# relocating washer drain



## idodishez (Mar 29, 2009)

I have an unfinished basement with a washer/dryer hookup. The washer is currently being drained to a drain pipe that stubs out of the poured concrete floor, and appears to be shared with the kitchen sink drain from the floor above. I want to move the washer to a different corner of the basement. I can handle moving the supply line no problem. Just not sure how to move the drain for the washer. If I use the same drain that is currently being used, it would mean running the new plumbing overhead. I assume that will not work, as it would mean "pushing" the washer drain water "up-hill". am I correct?

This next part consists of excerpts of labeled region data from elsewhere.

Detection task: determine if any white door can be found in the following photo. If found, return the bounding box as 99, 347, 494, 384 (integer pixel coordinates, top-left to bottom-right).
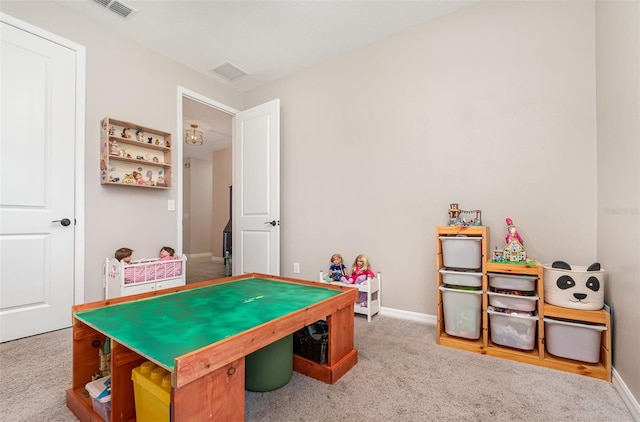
232, 100, 280, 275
0, 21, 77, 341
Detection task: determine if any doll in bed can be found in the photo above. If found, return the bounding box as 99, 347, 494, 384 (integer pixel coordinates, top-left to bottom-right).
325, 253, 349, 282
160, 246, 178, 261
114, 248, 133, 264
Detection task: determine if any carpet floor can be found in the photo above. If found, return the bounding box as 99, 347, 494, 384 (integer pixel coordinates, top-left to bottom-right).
0, 315, 633, 422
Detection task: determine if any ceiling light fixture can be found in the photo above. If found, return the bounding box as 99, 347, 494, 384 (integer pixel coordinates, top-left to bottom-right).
184, 125, 204, 145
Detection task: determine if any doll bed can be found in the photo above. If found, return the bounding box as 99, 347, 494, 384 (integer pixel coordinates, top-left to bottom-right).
104, 256, 187, 299
318, 271, 382, 322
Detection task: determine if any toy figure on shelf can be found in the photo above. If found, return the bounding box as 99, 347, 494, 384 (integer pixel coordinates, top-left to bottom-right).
449, 204, 460, 226
344, 254, 376, 307
504, 217, 524, 244
159, 246, 178, 261
156, 170, 167, 186
502, 218, 529, 263
325, 253, 349, 283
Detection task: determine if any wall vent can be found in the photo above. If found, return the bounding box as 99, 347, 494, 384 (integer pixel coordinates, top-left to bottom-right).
210, 62, 248, 82
93, 0, 137, 18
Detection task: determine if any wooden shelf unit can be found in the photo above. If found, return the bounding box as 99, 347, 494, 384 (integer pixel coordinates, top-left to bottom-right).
436, 227, 611, 381
100, 117, 171, 189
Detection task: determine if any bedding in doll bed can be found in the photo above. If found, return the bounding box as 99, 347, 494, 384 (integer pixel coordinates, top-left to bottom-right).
105, 256, 187, 285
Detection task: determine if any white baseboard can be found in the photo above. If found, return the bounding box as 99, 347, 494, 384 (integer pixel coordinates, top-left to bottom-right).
187, 252, 224, 263
380, 306, 640, 422
380, 306, 437, 325
186, 252, 213, 259
611, 368, 640, 422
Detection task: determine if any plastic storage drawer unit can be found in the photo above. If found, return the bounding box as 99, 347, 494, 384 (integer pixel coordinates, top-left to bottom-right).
544, 317, 607, 363
487, 292, 538, 312
439, 286, 482, 340
439, 268, 482, 287
487, 308, 538, 350
487, 273, 538, 292
438, 236, 482, 269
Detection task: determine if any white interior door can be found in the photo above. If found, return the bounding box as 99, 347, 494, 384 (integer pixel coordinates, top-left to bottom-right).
0, 21, 78, 341
232, 100, 280, 275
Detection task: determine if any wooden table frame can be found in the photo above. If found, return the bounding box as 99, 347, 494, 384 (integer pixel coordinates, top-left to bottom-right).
66, 273, 358, 422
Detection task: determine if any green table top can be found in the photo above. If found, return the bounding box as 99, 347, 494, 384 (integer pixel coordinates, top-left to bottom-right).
75, 278, 341, 370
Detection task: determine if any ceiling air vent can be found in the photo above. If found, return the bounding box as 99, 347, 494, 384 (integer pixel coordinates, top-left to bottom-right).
211, 62, 248, 82
93, 0, 137, 18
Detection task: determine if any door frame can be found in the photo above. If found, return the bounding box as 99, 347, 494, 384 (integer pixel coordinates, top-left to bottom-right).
173, 85, 240, 254
0, 13, 87, 305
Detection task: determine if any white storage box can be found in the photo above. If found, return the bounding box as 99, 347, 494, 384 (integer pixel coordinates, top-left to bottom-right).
544, 317, 607, 363
487, 292, 538, 312
487, 308, 538, 350
85, 375, 111, 422
487, 273, 538, 292
439, 286, 482, 340
438, 236, 482, 269
542, 264, 604, 311
439, 268, 482, 287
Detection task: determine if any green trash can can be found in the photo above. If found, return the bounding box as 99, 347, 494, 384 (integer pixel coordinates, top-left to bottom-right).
244, 334, 293, 392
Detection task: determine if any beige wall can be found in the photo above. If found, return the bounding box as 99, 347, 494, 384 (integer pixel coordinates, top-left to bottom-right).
247, 2, 597, 315
0, 0, 244, 301
596, 1, 640, 408
182, 158, 214, 255
0, 1, 640, 408
211, 148, 232, 257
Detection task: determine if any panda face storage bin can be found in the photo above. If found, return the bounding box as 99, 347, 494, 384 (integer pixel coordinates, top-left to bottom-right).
543, 261, 605, 311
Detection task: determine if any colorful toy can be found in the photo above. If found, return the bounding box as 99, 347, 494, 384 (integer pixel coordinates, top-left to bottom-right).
492, 217, 533, 264
449, 204, 482, 226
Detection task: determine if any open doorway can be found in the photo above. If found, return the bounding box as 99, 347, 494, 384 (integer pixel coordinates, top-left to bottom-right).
181, 94, 233, 283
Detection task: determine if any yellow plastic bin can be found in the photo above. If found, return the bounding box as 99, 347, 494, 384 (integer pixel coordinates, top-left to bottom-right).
131, 361, 171, 422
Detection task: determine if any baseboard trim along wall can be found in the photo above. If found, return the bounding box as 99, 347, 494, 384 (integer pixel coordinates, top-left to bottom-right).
380, 306, 640, 422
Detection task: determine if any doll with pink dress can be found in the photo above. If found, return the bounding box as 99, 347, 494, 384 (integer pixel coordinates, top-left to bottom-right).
159, 246, 177, 261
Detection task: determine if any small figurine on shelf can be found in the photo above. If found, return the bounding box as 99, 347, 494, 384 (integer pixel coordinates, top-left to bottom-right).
502, 218, 530, 263
133, 171, 147, 186
325, 253, 349, 283
449, 204, 460, 226
344, 254, 376, 306
156, 170, 167, 187
122, 173, 136, 185
504, 217, 524, 244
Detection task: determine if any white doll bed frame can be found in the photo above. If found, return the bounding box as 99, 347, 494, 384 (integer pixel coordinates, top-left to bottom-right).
104, 256, 187, 299
318, 271, 382, 322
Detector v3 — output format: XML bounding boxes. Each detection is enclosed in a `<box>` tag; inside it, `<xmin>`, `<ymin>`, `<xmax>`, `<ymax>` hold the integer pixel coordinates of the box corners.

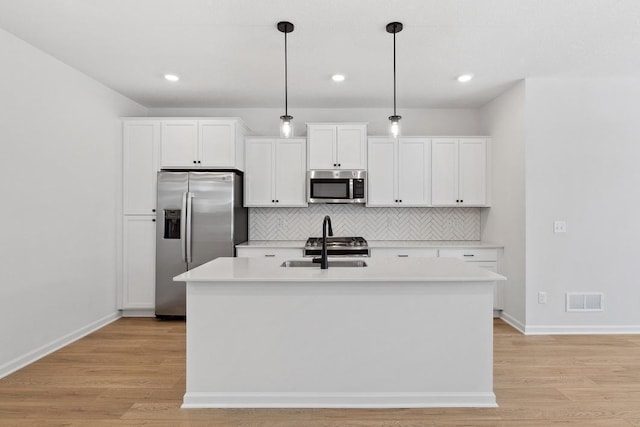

In another part of the basement, there is a sewer drain that is connected to the upstairs toilets and bathroom sinks. It is more accessible to the new washer location. Is this an option?

Also in the same area of the sewer drain, is a drain that is being used for the furnace, water heater, and water softener. Is this an option?

As a last resort, I can move the washer about 10 feet away, and all it would mean is moving the drain 10 feet away. So no vertical "up-hill" run for the drain would be needed. Only question here is if there is a distance limit that you would safely be able to go horizontally from washer to drain tap.

See pics

Thanks


----------



## idodishez (Mar 29, 2009)

current washer drain pics


----------



## idodishez (Mar 29, 2009)

Sewer drain on adjacent corner. Can this be tapped into?


----------



## idodishez (Mar 29, 2009)

HVAC/Water heater/Water softener drain. Can this be tapped into? Assuming the washer will have too much flow for this drain.


----------



## al's sewer (Apr 7, 2009)

just cut a t-y in the line going to the upstairs toilet I assume it is 3 in pvc. I would keep the washer as close as I can but no more than 6 ft away unless you are going to run a separate vent for the washer.


----------



## idodishez (Mar 29, 2009)

6 feet isnt really an option for any of the drains. I dont see any vent on the existing washer drain though. Where would it be?


----------



## al's sewer (Apr 7, 2009)

idodishez said:


> 6 feet isnt really an option for any of the drains. I dont see any vent on the existing washer drain though. Where would it be?


 the vent on the washing machine is the pipe that continues up to the ceiling. how far away is the washer going to be.


----------



## idodishez (Mar 29, 2009)

Sorry, I always thought that pipe was the drain for the kitchen sink. After just rechecking, its not.

The new washer location is going about 40 - 50 linear feet from the current drain. Probably about 25 linear feet from the pictured sewage drain and water heater drain. Ideally I would be able to move the drain (and now vent) to the new location, running the new plumbing overhead to the new location. To do this however would mean a vertical run from the new location until it can be run in the ceiling rafters. What I wasnt sure of is if the washer would be able to push the drain water UP the vertical run until it enters the ceiling.

A second option would be to run the new location to the current sewage drain, and tap into that. this would eliminmate the need to run vertically to the ceiling, as it could be run horizontally inside the wall, about 25 feet.

So, is a vettical run out of the question? and yes, I can move the vent if need be. (Assuming I can tap into the current vent)


----------